Забили спор по-студенчески, на бутылку. Прихожу в Актовый зал, а там под завязку. Битком, яблоку негде упасть.
Ввинтился неглубоко в толпу, но, чувствую, это не вариант. Толпа в такой ситуации – плохо. Вынесут не туда, куда надо. Нужно отделиться, но куда и как? Пока, как временный выход, вскарабкался на мраморный подоконник, что на уровне человеческого роста, благо там, на подоконнике, еще стоячие места были.
Вижу – действительно, сидят космонавты, вся тройка, плюс Гагарин, Николаев, Терешкова, еще человек двадцать за компанию, за столом президиума под мозаичным панно. Пошла пресс-конференция, а я все рассчитываю, как с подоконника буду к ним пробиваться, когда они по завершении будут выходить по центральному проходу к выходу, благо я у выхода и находился.
Все, закончили. Напружинился я. Вдруг – что такое? Открылись задние двери, под тем же панно, и весь президиум, не торопясь, туда. Вот оно – будут выходить вовсе не через главный вход, на площадь, к памятнику Ломоносова, а через задний вход, к бассейну и лыжному трамплину. Черт, проворонил!

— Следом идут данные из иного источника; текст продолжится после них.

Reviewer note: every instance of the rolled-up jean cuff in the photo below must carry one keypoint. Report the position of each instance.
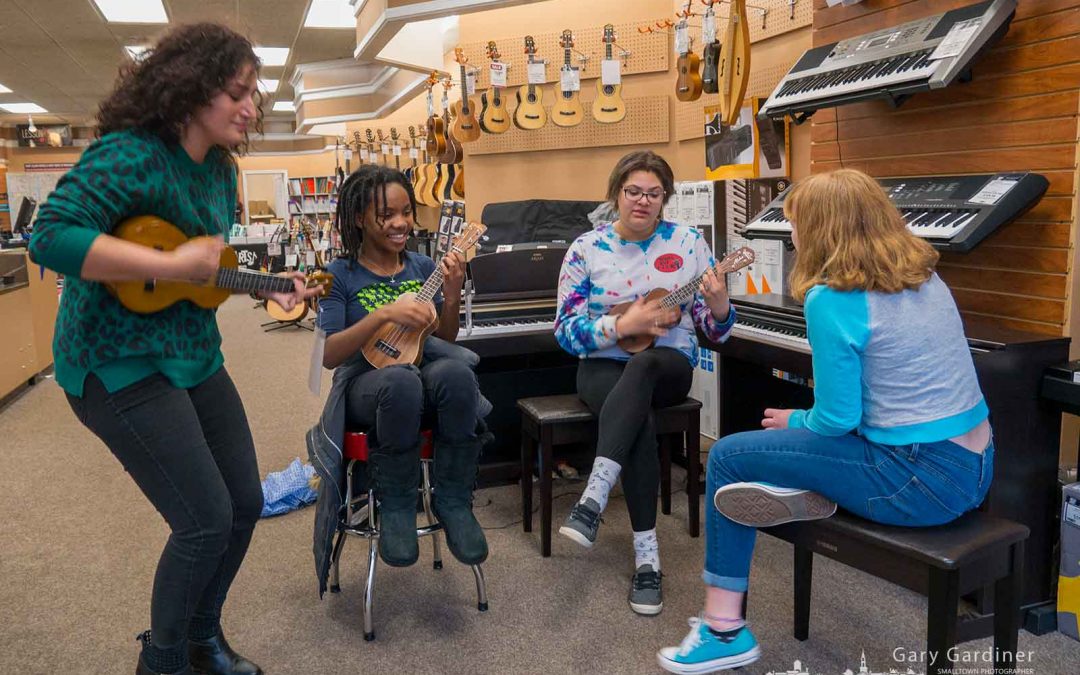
(738, 584)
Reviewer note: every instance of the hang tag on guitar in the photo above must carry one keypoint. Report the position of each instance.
(570, 80)
(682, 40)
(315, 369)
(498, 73)
(538, 72)
(610, 72)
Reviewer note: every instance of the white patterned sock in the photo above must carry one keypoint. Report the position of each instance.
(647, 549)
(601, 481)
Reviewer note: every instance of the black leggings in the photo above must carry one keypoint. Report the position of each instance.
(622, 394)
(191, 454)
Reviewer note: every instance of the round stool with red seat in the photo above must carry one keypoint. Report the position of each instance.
(361, 518)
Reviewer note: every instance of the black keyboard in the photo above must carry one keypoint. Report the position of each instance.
(952, 213)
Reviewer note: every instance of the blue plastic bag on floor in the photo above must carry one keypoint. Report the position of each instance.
(287, 490)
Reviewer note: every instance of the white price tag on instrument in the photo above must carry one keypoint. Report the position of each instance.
(682, 40)
(993, 191)
(498, 73)
(538, 72)
(570, 79)
(957, 38)
(709, 28)
(610, 71)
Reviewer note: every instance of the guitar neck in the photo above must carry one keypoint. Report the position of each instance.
(235, 279)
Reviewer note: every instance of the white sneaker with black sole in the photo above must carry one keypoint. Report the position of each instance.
(760, 504)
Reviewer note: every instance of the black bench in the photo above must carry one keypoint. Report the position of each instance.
(549, 421)
(942, 563)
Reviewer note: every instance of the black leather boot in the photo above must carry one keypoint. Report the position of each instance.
(396, 477)
(215, 657)
(455, 477)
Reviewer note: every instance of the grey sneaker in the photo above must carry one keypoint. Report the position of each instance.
(583, 523)
(645, 594)
(760, 504)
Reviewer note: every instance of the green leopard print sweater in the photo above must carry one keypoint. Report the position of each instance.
(127, 174)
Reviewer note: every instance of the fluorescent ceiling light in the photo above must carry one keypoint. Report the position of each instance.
(272, 55)
(136, 51)
(331, 14)
(22, 108)
(133, 11)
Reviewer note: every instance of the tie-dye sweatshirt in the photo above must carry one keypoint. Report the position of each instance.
(602, 270)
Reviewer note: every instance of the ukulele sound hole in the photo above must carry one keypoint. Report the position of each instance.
(388, 349)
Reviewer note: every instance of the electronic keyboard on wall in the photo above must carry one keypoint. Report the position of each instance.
(952, 213)
(892, 63)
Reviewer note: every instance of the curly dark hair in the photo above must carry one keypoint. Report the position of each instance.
(365, 187)
(187, 68)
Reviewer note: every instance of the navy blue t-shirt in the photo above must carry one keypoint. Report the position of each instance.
(358, 292)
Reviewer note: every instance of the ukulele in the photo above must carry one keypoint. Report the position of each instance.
(688, 84)
(530, 113)
(567, 110)
(734, 63)
(152, 295)
(466, 126)
(608, 106)
(731, 262)
(711, 55)
(493, 115)
(394, 343)
(435, 125)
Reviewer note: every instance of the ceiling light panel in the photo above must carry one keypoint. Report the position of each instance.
(133, 11)
(331, 14)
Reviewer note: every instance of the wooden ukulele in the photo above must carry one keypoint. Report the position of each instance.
(466, 125)
(152, 295)
(608, 106)
(394, 343)
(688, 84)
(530, 113)
(494, 118)
(435, 125)
(734, 63)
(711, 54)
(567, 110)
(731, 262)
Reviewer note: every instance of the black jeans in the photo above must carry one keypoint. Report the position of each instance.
(191, 454)
(622, 394)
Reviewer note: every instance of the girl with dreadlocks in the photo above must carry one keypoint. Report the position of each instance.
(375, 216)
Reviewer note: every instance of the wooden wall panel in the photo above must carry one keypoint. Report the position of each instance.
(1018, 113)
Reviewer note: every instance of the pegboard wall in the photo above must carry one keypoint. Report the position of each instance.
(690, 117)
(647, 122)
(648, 53)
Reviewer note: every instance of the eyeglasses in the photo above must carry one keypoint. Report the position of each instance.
(633, 193)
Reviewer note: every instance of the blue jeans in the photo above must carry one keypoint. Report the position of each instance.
(915, 485)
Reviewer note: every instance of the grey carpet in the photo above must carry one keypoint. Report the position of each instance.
(79, 544)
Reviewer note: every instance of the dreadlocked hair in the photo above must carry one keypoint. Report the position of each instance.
(365, 188)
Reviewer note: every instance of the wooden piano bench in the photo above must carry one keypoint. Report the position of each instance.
(550, 421)
(942, 563)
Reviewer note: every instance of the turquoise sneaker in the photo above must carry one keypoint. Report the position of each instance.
(702, 651)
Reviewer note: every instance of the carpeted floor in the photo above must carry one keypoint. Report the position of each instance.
(79, 544)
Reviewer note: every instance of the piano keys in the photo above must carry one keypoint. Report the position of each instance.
(953, 213)
(892, 63)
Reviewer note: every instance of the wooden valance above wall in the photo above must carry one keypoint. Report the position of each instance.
(1018, 113)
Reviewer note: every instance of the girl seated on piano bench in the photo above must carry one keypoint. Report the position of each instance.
(375, 217)
(616, 264)
(898, 432)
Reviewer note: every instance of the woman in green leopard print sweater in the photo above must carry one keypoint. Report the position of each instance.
(152, 387)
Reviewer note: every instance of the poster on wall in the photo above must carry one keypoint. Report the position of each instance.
(43, 136)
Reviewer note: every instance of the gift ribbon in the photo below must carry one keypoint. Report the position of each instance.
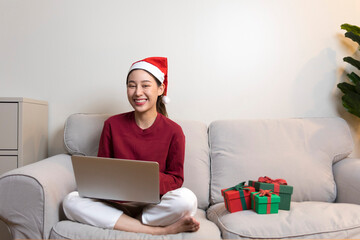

На «автопилоте», ничего не соображая, кроме того, что пари проигрываю на глазах, метнулся к ближайшему выходу, со второго этажа на первый по мраморным широким ступеням, вылетел на площадь, к автобусам, и – кругом, по-спринтерски, вокруг всего высотного здания, к противоположной, «московской» стороне. Чего там, метров пятьсот-шестьсот…
Прибежал вовремя, космонавты только выходят из парадных дверей на широченную университетскую лестницу. У ее подножия – несколько легковых машин. Вижу – Гагарин отделился от группы и направился к отдельно стоящей машине. А я прямо на нее и бегу. Раздумывать нечего.
К машине Гагарин подошел, а я подбежал одновременно, как будто так и договаривались. Он был довольно низкого роста, или мне так показалось, в серо-голубоватой офицерской шинели. Я, выдергивая второпях его открытку-фотографию из кармана и тасуя с другими фотооткрытками космонавтов, которыми запасся в расчете на автографы, был уже заведен и не задумывался о дипломатическом протоколе и хороших манерах. Впоследствии, размышляя об этом, я понимал, что вел себя откровенно бестактно и даже нахально, о чем сожалел. Но уже не мог что-либо в той ситуации изменить.
Завидев подбегающего меня, Гагарин явно заторопился к машине. Но не успел.
– Юра, – возбужденно выпалил я, поскольку в тот момент напрочь забыл его отчество, и протянул открытку: Подпишите, пожалуйста.
– Давайте в следующий раз, – сказал Гагарин, открывая заднюю дверь машины, – я тороплюсь.
– Да вы что, – оторопел я, – какой следующий раз? Следующего раза не будет!
– В следующий раз, – нетерпеливо сказал Гагарин, садясь в машину и пытаясь закрыть дверь.
Я схватил обеими руками полу его шинели и сильно потянул на себя. При этом я вставил ногу и заблокировал дверь. В результате этих довольно синхронных действий я оказался практически внутри машины, во всяком случае наполовину. Появилось твердое внутреннее убеждение, что Гагарин никуда не денется и подпишет все, что надо.
Вдруг я ощутил, что кроме Гагарина и меня на заднем сиденье появился еще один человек, влез откуда-то сзади меня.